Une monstrueuse aberration fait croire aux hommes que le langage est né pour faciliter leurs relations mutuelles,
écrit Michel Leiris.
C’est après Noël. Je trouve ces mots de Leiris sur une carte postale achetée lors d’un autre Noël, peut-être. Oui. Les mots parlent rarement la même langue que les actes.
Écrire. S’adresser.
Pierre Michon dit qu’écrire est le contraire absolu de la parole.
Quand on a que les mots dans le silence d’écrire, écrire devient l’acte.
Écrire est cet appel adressé à l’autre absent.
« J’ai face à l’écriture une tactique contournée, peut-être superstitieuse…
… c’est-à-dire qu’il faut que j’approche l’écriture par des traverses, des biais, les mille ruses de la latéralité ; c’est ce que je fais, m’approcher »

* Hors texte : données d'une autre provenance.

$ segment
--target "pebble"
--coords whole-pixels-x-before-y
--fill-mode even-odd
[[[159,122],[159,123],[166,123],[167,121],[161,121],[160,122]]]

« Ça marche si mon angle d’attaque latéral est juste. Et ça ne marche pas si j’aborde mon sujet frontalement. Je passe mon temps à déplacer le tabouret. Si je me dis bille en tête, bien assis devant la question : “Qu’est-ce que je pense de Rimbaud, qu’ai-je à dire devant cela ?”, rien ne peut en sortir, absolument rien. Mais tout d’un coup, un jour, un matin, j’ai bien déplacé le tabouret, j’ai biaisé la question, et ma première phrase est là. Et quand la première phrase est là, il n’y a plus qu’à tirer le fil, tout continue, tout “marche”. Je peux ajouter que ça marche quand je suis ivre de mon sujet, quand je m’éprends de lui. »
Intense nécessité de dire ; cruelle exigence ; connaissance des abîmes… La création fraie ses chemins entre longues périodes arides et puissantes pulsations de l’écriture.
À la question du miracle que fut pour lui les Vies minuscules, Michon répond :
« Le miracle c’était simplement, à près de 40 ans, de pouvoir danser enfin sur mes deuils. C’était que mon désastre intime se résolve en prouesse, mon incapacité en compétence, ma mélancolie en exultation, bref, toute chose en son contraire. »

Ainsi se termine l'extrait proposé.